Recent news stories have included con artists like “Clark Rockefeller” who was evaluated by a psychiatrist, found to be antisocial and yet claimed to “love” his family. The judge in this case acknowledged the defendant’s “love for” his daughter, whom he kidnapped. It is our concern that if this statement remains in the DSM, the presence of professed love will be interpreted as “ruling out” this personality type.

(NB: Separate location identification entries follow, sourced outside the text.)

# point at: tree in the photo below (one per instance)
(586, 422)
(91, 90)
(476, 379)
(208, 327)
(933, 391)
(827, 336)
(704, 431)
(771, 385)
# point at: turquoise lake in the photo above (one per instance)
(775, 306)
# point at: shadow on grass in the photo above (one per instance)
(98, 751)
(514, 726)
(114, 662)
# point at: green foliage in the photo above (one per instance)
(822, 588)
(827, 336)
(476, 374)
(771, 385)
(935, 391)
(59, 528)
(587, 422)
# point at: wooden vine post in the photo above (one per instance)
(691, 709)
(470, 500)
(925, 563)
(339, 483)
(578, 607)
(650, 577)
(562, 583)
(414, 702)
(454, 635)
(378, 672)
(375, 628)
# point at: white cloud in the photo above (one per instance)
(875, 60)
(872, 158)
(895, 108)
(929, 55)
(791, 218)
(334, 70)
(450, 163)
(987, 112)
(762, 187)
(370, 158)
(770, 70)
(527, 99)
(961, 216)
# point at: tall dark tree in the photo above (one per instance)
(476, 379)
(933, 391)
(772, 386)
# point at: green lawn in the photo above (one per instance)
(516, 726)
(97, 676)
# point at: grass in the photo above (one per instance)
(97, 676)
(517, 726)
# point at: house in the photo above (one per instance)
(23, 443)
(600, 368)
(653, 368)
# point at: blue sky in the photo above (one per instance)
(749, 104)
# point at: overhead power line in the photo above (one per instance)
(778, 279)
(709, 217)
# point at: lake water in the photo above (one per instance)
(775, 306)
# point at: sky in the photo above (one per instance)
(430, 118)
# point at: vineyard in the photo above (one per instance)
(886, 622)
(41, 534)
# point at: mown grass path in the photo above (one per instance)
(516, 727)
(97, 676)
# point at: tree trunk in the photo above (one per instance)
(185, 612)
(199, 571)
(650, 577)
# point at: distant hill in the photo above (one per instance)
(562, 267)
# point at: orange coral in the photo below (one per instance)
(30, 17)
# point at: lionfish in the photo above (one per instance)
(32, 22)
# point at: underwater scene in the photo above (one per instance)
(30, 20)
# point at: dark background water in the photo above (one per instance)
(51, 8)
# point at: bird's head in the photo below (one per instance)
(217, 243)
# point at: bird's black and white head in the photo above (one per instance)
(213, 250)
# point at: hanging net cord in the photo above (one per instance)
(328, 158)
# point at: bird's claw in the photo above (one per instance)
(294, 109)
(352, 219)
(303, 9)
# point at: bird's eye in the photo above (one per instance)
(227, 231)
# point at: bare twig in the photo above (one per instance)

Lovefraud recommends that the sentence, “Their emotional expression is mostly limited to irritability, anger, and hostility; acknowledgement and articulation of other emotions, such as love and anxiety, are rare,” be ELIMINATED FROM THE DEFINITION. We are concerned that if it remains, a clinician, hearing a sociopath talk about his/her love for partner or family, or his/her fear and anxieties, will fail to diagnose the personality disorder when, in fact, this diagnosis is appropriate.
In fact, people with this disorder negatively, and often tragically, affect their spouses, romantic partners and other family members. Perhaps this fact should be included in the description of the disorder.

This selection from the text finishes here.